The overly emotional claim they level at others is an unconscious strategy meant to sort of shift the normal curve in their favor so that an objectively healthy emotional experience becomes abnormal, unhealthy, dysfunctional, while their own objectively unhealthy emotional experience (or we should say lack thereof), becomes normal, healthy, functional.

We have to remember that not enough emotionality can cause just as many problems in life relationships as too much emotionality, and that of course ‘normal’ varies wildly from time and place, from culture to culture, from family to family.

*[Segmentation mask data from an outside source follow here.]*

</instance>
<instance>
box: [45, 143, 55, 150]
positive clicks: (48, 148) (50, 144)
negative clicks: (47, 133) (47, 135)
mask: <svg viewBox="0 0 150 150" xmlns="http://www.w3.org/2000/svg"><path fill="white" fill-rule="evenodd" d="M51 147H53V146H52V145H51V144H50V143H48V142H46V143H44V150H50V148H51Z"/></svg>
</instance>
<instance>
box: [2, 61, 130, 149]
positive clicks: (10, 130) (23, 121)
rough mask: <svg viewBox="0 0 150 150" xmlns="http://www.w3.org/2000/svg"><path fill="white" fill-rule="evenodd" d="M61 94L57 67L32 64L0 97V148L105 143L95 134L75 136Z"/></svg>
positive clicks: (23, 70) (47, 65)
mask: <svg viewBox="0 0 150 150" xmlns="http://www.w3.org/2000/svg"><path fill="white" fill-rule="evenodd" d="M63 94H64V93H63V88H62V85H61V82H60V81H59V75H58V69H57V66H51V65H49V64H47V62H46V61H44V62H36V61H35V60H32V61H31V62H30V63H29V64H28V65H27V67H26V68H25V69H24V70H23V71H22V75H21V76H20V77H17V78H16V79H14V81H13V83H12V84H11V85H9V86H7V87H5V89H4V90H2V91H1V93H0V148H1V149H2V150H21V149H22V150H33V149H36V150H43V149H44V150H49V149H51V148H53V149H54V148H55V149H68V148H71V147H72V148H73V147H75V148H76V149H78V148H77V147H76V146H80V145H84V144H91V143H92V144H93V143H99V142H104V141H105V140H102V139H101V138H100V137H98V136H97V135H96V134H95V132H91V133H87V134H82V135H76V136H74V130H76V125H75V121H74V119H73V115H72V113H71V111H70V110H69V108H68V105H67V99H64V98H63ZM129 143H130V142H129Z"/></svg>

For us a healthy emotional life is certainly not one where emotions are ignored, suppressed, denied, or minimized. But it’s also certainly not one where emotions run the show, where they get to sit in the behavioral driver’s seat. Just remember that for every person who contacts a therapist for being ‘too emotional’ there’s someone else who contacts a therapist for ‘not being emotional enough’. It’s about finding that happy medium, a medium where emotions are recognized, honored, and expressed but aren’t unthinkingly unleashed at dangerous extremes.